She sings often too close to the top of her emotional range. Nearly every song has a gasp, a weep, a shout. As one bass player once said: "She loses her cool."
Her essential gift is interpretation. She forms an idea of a song that is hers alone, and she makes it work. The master sample of this talent is her recording of Happy Days Are Here Again, sung so slowly that suddenly all the hidden irony and banality of it come shaking out like loose nails. The song had been around for more than a generation, but not until Streisand sang it was it ever more than a jingle.

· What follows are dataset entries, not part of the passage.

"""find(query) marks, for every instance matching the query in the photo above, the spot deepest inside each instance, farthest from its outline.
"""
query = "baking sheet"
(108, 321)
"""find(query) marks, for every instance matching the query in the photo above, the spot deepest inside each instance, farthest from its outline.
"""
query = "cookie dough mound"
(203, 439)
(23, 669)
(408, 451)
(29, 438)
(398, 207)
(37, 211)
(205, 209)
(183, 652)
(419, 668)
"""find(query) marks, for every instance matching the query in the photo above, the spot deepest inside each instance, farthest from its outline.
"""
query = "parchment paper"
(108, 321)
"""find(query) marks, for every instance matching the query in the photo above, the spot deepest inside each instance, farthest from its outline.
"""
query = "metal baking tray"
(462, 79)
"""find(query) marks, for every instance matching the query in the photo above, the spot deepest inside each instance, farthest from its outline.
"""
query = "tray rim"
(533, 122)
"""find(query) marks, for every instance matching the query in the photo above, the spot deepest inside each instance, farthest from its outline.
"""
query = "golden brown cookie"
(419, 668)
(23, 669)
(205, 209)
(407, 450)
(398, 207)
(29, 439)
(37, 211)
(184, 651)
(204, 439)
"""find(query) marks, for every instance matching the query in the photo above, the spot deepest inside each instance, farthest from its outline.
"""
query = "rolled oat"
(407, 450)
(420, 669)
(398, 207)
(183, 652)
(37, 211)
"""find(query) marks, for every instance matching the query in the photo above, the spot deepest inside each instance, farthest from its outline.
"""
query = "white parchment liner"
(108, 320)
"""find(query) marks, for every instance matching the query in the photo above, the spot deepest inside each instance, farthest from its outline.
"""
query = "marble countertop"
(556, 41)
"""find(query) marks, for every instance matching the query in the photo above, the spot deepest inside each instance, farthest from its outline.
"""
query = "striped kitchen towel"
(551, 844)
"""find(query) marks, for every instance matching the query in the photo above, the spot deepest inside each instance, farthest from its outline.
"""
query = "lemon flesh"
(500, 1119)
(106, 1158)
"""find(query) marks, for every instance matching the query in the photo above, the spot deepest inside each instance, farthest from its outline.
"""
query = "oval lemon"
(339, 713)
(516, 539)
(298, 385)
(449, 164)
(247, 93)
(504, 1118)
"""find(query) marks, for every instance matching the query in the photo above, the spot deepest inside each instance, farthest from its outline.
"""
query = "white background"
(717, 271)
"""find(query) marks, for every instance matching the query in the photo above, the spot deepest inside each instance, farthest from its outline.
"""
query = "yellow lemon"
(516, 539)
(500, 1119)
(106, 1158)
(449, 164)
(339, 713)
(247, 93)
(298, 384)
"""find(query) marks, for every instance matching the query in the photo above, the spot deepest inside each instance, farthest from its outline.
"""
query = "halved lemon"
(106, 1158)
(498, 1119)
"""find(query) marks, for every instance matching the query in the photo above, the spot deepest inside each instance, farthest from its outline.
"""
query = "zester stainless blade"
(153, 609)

With success at the Bon Soir, she needed plenty of new songs but had none. She called music publishers, said she was Vaughn Monroe's secretary; would they please send over some complimentary sheet music? It worked. Her brother Sheldon, an art director in the advertising business, used to take her to lunch in those days and make her walk three feet behind him because of her clothes. People stared at her. "She had these horrible rips in the back of her stockings," Sheldon remembers vividly. "I offered to buy her a new pair. She said, 'They're not ripped in front and I don't see them in back, so they don't bother me,' and refused to change them." She did give up her nomadic nights, however, and took an apartment over a Third Avenue seafood restau rant. Essence of decaying halibut came up through the floor boards, and in the summer the place smelled like the stomach lining of an alley cat.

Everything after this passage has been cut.